A tool that executes shell commands or writes to a database has real, irreversible power. Follow the principle of least privilege: give tools read-only access unless write access is explicitly required and well-understood.
One more thing: Claude Code prompts the user for approval before invoking tools by default in its standard permission model. That's a good safety layer, but don't lean on it as your only guardrail. Design your tools to be safe even if invoked unexpectedly.
Debugging and Common Pitfalls
Server won't start. Verify that tsx is installed (check with npx tsx --version), that your tsconfig.json targets ES modules correctly, and that the entry point path in .mcp.json is correct. Run npx tsx src/index.ts manually to see if it produces errors on stderr.
Claude Code doesn't see the server. Confirm .mcp.json is in the project root (the directory where you launch Claude Code). Restart Claude Code after any configuration changes. The /mcp command should list your server; if it's absent, the config isn't being read.
Tools aren't being called. Claude decides when to invoke tools based on their descriptions. If your tool description says "gets stuff," Claude has no way to match it to user queries. Be explicit about what the tool returns and when it's useful. List available options in the description.
stdout corruption. This is the single most common MCP debugging headache. Any console.log in your server code writes to stdout, which is the protocol channel. Use console.error for all debug output:
// WRONG - breaks protocol
console.log("Processing request...");
// CORRECT - goes to stderr
console.error("[DEBUG] Processing request...");
Schema validation failures. If Claude sends arguments that don't match your Zod schema, the SDK rejects the call. Test your schemas with edge cases: empty strings, missing optional fields, unexpected enum values.
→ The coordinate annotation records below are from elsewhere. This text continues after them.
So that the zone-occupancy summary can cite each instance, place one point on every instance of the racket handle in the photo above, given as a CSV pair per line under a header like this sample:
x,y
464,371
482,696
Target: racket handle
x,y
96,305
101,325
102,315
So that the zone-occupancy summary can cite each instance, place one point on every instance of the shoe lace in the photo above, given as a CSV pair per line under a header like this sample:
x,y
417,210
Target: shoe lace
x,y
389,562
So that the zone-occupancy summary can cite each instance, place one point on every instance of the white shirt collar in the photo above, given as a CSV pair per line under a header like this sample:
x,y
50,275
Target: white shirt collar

The tighter your schema, the better Claude can reason about valid inputs.
Debugging with the MCP Inspector. The modelcontextprotocol organization provides an MCP Inspector tool that gives you a visual interface for testing your server's tools, resources, and prompts interactively, without needing Claude Code in the loop. This is invaluable for isolating issues during development. You can also pipe JSON-RPC messages directly to your server's stdin for lower-level debugging.
Context Is the Multiplier
MCP servers transform Claude Code from a generic coding assistant into a context-aware collaborator that knows your project's documentation, schema, conventions, and live system state. The three primitives map cleanly to the three things developers constantly re-explain to AI: how to look things up (tools), what data exists (resources), and how to approach tasks (prompts).
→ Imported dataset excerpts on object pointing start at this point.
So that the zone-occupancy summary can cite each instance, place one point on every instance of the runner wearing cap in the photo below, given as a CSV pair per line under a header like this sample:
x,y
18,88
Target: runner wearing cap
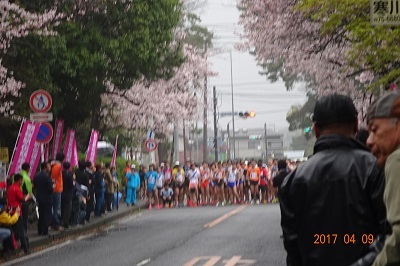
x,y
205,183
150,179
178,178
MCP servers transform Claude Code from a generic coding assistant into a context-aware collaborator that knows your project's documentation, schema, conventions, and live system state.
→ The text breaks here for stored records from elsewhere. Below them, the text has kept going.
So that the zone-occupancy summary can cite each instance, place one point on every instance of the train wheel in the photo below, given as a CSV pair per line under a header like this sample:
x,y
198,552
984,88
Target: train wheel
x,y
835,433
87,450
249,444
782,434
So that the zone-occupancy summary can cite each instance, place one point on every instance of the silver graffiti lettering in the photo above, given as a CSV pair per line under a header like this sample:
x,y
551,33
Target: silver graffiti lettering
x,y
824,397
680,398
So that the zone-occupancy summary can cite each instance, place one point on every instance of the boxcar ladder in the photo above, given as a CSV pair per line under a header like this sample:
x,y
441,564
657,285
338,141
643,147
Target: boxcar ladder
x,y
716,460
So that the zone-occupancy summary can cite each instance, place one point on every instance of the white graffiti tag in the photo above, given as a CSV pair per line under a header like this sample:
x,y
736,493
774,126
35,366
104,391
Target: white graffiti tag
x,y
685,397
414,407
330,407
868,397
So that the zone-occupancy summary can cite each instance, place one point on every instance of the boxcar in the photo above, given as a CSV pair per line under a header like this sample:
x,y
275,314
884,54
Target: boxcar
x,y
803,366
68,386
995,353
Start with one tool that addresses your biggest context gap. If you spend the first five minutes of every Claude Code session explaining your database schema, build the schema resource. If you keep re-stating your team's error handling patterns, encode them in a prompt template. Iterate from there.
The MCP ecosystem is growing fast. Community servers for databases, APIs, and developer tools keep appearing in the modelcontextprotocol GitHub organization alongside the official SDKs and specification. But your custom servers, the ones tailored to your specific codebase and workflows, are where the highest leverage sits. Nobody else can build those. Now you know how.